Benjamin still lives at home in Elstree, Hertfordshire, with his parents – dad, Richard, legal director of Epoch Software, which offers legal services over the internet – his two sisters, and a bulging-eyed, rat-like, yappy, snappy chihuahua called Laa-Laa. I know about Laa-Laa because, later, I go back home with Benjamin, where Laa-Laa tries to bite a lump out of the back of one of my relatively (and I do stress the "relatively") cellulite-free legs. Couldn't you get a proper dog, Benjamin? "We're not really doggy people," he says.

He shows me his bedroom, where it all began. It is lime and turquoise, with a sweet little single bed and, still, Winnie the Pooh books in the bookcase. Have you had sex, Benjamin?

"I'm not telling you that."

"Why not?"

"Because I'm just not."

Benjamin, by the way, is a Tory, an admirer of William Hague who, yes, would one day like to get into politics himself. "Do you think the porn thing will be a hurdle?" he asks. One can only hope, I suppose. He was born and brought up in Elstree. A conventional childhood until the ME. "I had glandular fever and just didn't seem to get better.

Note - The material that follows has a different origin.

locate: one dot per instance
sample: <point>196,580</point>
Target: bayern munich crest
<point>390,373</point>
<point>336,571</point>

Our own doctor said: 'Oh, he just doesn't want to go to school.' But I'm not a malingerer." (He has since received treatment from a specialist at the Royal Free Hospital.) He claims that his school at that time – Queen Elizabeth Boys in Barnet – was totally unsupportive. "They couldn't be bothered." He'd been expected to get 10 As at O-level, but in the end, took only five subjects. He studied at home, by himself, with five revision books from WH Smith, "and got 4 As and a B". He is, undoubtedly, a bright boy.

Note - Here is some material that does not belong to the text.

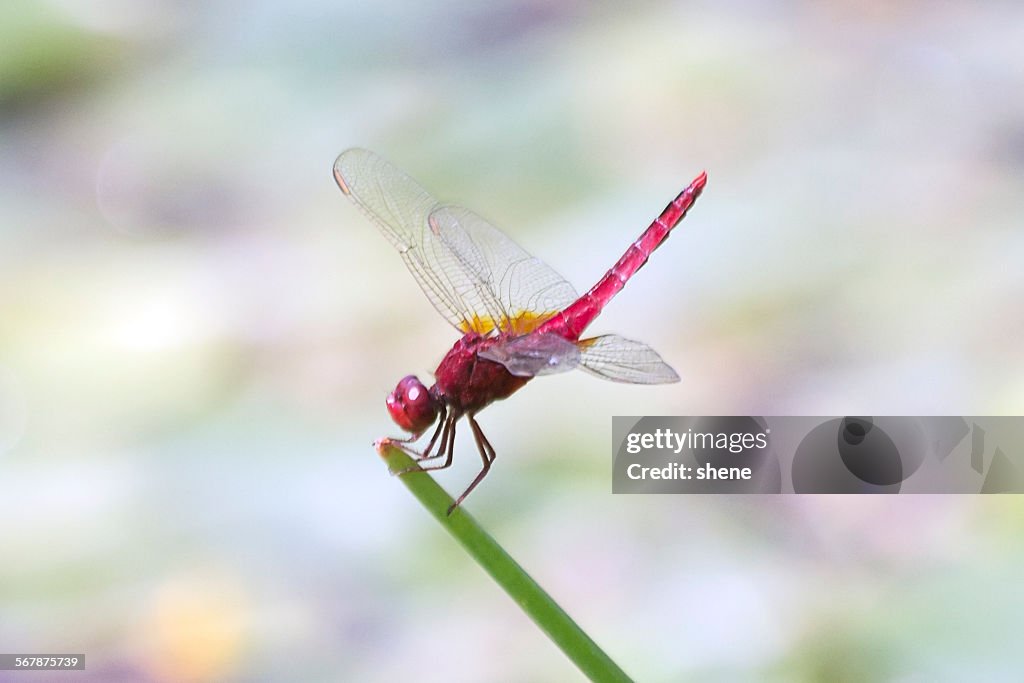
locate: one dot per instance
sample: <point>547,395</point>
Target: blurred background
<point>198,331</point>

He moved to the Jewish Free School in north London, where he got an A (economics) and a B (English) at A-level, even though he can't write for sustained periods, and for the exams, had to dictate his answers to "someone who'd write it down for me. This turned out to be an old sewing teacher who couldn't spell". He is due to go to King's College London in October, to study religion, ethics and theology. Religion, ethics and theology? "Yes. I'm just interested. A lot of business people do theology degrees."

Whatever, during the worst of the ME, many of his friends deserted him, too. "So, for two years, I was mostly by myself." Then, one morning, an AOL disc happened to come through the letter box. "I was fascinated by it. It was a way of keeping in touch, meeting new people. I also realised that, for not much money, I could create a website with the potential to reach millions of people."

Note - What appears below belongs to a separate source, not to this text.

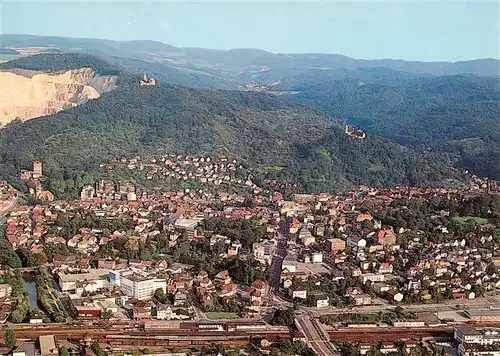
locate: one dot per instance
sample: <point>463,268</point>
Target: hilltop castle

Although JewishNet was valued at £5m at one point, he eventually sold it to another Jewish portal, TotallyJewish.com, for £300,000 in shares. Not a great bit of business, as it turned out. "When I came to sell them, they were worth £70,000 and I could only sell £40 worth."

Benjamin, I can now see, may have talked himself up quite a lot.

Whatever, it's time to go. He's tired. He mustn't do too much, he says, although, what with his businesses and A-levels and all that, it's hard to see how this is avoided. Home I go. Oops, though. I forget to ask him how to unregister at Hunt4Porn. "I keep being asked if I want to see some sizzling lesbian action," my partner calls out.

"Do you?"

"Possibly."

Now, how mean is that? I've got beautiful nails, by the way. Very shapely. And on view, of course, at SizzlinglyCuteCuticles.com. (Please tick appropriate box if you are interested in hearing about further developments from this company, which may soon incorporate HardCoreFiling.co.uk and ManicureMadness.net.)